What model fits, and why?
Linear
An arithmetic sequence has first term 10 and common difference −2.
Write the nth-term rule.
10 – 2n
In f(g(x)), what role does g(x) play?
g(x) provides the input for f
What does the Horizontal Line Test tell you?
It determines whether each output corresponds to exactly one input (invertibility).
“Exponential functions can change by the same amount.”
True or false — explain.
False. Exponential functions change by a constant factor, not a constant amount.
A quantity doubles every time x increases by 3.
Is the model linear or exponential? Explain in one sentence.
Exponential; Doubling means the outputs change by a constant factor not a constant difference.
A geometric sequence starts at 5 and triples each step.
Write the nth-term rule.
5(3)^n
Why does order matter when composing functions?
Because changing the order changes which outputs are used as inputs, which can change the result.
Why does an increasing function always have an inverse?
Because each output comes from exactly one input, so the inverse is also a function.
“A larger initial value always means larger outputs.”
Why is this sometimes false?
Because exponential growth with a smaller initial value can eventually surpass a linear model with a larger starting value.
Why does an exponential model eventually outperform a linear model with a larger initial value?
Exponential growth eventually outpaces linear growth because it multiplies repeatedly, while linear growth only adds a constant amount.
An exponential function has initial value 4 and growth factor 1.2.
Write the function.
f(x) = 4(1.2)^x
Which domain restriction matters more when finding the domain of f(g(x)): f(x) or g(x)?

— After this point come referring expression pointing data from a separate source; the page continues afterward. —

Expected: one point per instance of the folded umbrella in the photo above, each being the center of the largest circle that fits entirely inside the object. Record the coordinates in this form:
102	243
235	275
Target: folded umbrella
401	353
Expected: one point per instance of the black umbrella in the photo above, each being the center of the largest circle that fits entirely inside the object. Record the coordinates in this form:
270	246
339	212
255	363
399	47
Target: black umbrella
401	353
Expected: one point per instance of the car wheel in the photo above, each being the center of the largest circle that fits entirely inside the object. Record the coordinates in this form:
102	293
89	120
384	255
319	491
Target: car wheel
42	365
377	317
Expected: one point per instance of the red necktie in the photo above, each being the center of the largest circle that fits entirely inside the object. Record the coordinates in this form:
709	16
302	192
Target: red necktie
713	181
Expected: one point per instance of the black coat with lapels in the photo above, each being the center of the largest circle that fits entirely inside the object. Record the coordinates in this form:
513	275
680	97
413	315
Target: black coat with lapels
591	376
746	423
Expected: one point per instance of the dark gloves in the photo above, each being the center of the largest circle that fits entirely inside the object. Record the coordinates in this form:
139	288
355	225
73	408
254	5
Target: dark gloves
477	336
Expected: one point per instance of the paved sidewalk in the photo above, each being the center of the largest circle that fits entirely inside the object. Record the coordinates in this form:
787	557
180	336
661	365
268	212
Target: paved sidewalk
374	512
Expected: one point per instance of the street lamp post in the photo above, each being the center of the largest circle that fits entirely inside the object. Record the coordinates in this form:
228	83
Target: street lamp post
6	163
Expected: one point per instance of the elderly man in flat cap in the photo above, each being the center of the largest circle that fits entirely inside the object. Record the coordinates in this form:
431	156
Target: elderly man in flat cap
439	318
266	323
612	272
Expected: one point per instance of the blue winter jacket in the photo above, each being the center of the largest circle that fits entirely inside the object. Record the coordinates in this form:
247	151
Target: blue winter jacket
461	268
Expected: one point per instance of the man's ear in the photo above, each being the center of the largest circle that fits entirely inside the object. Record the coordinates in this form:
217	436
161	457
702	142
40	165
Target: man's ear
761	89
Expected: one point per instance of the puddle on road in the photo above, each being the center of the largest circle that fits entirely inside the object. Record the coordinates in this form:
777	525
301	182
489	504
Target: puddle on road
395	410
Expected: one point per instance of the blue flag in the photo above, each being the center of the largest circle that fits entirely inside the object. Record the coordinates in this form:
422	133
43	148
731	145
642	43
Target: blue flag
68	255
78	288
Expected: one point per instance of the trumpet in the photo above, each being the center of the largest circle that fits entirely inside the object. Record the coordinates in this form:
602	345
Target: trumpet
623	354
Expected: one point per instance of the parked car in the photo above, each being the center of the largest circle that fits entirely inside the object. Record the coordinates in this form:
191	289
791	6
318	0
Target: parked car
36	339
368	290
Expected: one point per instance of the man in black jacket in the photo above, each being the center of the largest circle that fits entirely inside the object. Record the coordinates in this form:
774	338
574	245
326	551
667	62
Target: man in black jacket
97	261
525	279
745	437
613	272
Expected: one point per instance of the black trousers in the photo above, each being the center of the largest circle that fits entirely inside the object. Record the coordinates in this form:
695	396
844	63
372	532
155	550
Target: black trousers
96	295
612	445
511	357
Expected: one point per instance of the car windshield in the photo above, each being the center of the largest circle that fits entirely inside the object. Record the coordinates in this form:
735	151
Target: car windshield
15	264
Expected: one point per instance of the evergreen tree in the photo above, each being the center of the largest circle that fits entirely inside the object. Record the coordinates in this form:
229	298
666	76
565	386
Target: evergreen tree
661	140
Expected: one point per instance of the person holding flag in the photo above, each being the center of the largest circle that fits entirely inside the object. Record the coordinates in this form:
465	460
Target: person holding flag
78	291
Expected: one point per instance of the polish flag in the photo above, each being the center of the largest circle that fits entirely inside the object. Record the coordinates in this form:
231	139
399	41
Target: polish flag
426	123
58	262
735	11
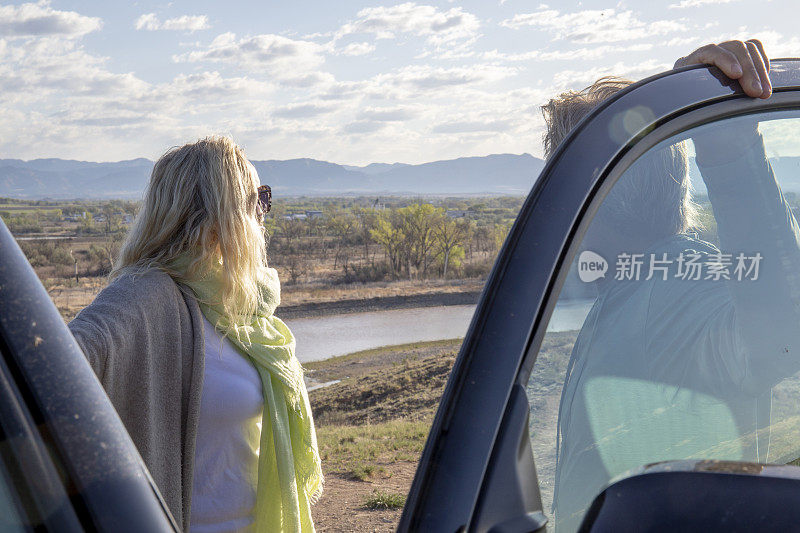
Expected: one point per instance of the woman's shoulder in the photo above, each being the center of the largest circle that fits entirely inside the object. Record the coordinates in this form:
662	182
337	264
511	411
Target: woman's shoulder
147	290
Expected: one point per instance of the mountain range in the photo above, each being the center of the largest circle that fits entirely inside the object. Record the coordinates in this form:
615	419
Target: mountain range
492	174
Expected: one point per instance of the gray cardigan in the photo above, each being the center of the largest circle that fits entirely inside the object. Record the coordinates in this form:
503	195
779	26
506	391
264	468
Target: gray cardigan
143	336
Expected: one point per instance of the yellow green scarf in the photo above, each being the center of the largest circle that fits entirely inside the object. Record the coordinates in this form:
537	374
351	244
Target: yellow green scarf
289	468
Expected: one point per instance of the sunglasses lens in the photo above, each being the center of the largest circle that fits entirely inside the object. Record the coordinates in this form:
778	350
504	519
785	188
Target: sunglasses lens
265	198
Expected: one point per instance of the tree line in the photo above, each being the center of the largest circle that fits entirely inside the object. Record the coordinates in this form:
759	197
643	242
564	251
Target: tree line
417	241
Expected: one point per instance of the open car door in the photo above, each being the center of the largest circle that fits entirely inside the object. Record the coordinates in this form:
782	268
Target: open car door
645	308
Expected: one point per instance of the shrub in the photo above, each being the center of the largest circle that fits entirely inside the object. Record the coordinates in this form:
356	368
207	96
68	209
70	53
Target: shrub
385	500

The domain of g, because g is evaluated first.
What does reflecting over y=x represent conceptually?
It represents swapping inputs and outputs.
“Any function can have an inverse.”
What’s missing from this statement?
The function must be one-to-one (pass the Horizontal Line Test).

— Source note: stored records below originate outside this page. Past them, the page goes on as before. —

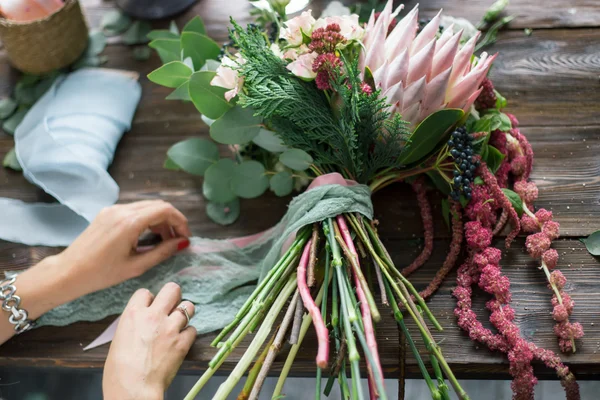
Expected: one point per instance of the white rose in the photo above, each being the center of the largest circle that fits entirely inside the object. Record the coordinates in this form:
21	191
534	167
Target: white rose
227	76
349	26
295	27
302	67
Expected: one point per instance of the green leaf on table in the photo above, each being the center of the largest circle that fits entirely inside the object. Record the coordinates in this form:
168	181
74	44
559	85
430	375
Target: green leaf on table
208	99
141	53
173	74
173	28
269	141
237	126
194	155
493	158
170	165
162	34
282	183
137	33
249	179
11	161
115	22
199	47
223	213
7	107
11	124
429	134
446	212
181	93
168	49
296	159
515	200
217	181
592	243
195	25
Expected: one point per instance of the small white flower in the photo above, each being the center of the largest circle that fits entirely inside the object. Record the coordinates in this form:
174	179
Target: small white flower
295	27
349	25
227	76
302	67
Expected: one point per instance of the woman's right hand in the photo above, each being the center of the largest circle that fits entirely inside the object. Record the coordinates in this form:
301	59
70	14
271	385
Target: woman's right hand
149	346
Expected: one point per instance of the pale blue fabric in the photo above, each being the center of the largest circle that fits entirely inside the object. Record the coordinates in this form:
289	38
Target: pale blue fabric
64	145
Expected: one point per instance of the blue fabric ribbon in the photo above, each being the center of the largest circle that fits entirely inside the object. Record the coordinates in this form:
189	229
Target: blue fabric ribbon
64	145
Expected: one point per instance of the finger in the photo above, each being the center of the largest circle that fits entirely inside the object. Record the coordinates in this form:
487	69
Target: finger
168	297
159	214
142	262
141	298
178	317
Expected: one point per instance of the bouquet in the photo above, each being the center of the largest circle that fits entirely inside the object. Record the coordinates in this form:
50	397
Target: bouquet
353	107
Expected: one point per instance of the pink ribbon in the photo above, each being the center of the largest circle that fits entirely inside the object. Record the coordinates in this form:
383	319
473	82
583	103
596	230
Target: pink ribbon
240	242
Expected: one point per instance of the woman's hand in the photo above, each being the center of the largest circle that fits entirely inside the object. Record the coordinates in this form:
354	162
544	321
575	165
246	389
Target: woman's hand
149	346
105	253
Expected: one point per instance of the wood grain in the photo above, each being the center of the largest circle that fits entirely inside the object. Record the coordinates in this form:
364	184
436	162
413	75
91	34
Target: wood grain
551	80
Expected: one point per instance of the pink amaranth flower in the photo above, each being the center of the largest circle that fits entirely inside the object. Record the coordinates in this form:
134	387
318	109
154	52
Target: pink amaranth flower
529	224
537	244
527	190
550	258
477	236
551	229
558	279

A situation shows rapid early growth that slows over time.
Which model is least appropriate: linear, exponential, or quadratic?
Exponential is least appropriate, because exponential change does not slow over time; it accelerates.

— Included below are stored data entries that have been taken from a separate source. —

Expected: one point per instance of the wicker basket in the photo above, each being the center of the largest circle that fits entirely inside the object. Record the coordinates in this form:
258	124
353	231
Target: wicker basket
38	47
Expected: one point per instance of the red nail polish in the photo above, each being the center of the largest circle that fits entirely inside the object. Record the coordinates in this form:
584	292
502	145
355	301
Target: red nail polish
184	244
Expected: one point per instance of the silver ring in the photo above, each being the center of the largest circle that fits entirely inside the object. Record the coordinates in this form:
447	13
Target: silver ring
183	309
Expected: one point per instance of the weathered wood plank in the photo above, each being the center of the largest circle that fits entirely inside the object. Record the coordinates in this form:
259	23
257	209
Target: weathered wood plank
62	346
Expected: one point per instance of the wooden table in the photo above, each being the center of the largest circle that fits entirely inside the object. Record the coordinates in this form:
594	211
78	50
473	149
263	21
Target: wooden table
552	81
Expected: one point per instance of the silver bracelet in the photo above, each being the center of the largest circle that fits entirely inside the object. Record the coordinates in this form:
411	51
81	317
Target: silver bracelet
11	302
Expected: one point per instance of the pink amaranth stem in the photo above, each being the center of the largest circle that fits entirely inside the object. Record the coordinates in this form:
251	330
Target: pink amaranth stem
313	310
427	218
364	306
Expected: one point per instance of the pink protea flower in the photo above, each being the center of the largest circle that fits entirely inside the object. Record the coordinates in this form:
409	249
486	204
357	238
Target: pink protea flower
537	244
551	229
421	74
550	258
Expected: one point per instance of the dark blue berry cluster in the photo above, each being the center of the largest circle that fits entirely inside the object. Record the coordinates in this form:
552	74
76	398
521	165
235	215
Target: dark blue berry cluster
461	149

A population decreases by 15% each year starting at 200.
What is the base of the model?
The base is 0.85.
What must be true for f(g(x)) to be defined?
The output of g(x) must be in the domain of f(x).
Why must the domain of a quadratic be restricted before finding an inverse?
Because without restricting the domain, the function fails the Horizontal Line Test.
“Linear and exponential growth look the same on small intervals.”
Why can this be misleading?
Because exponential growth can look nearly linear over short intervals.
Why can both linear and exponential models sometimes appear to fit a small data set?
Over a small interval, exponential growth can appear almost linear, so both models may seem to fit initially.
A quantity doubles every 6 hours.
Write the model using doubling time.
f(t) = a(2)^(t/6)
Why does composition often create more domain restrictions than either function alone?
Because the output of one function becomes the input of another, adding additional restrictions.
Why does f(f^-1(x))=x but only for values in a certain domain?
Because the inverse only exists for values in the range of the original function.
“Regression always gives the best model.”
Why is context still important?
Because regression does not account for context, and the model must make sense for the situation.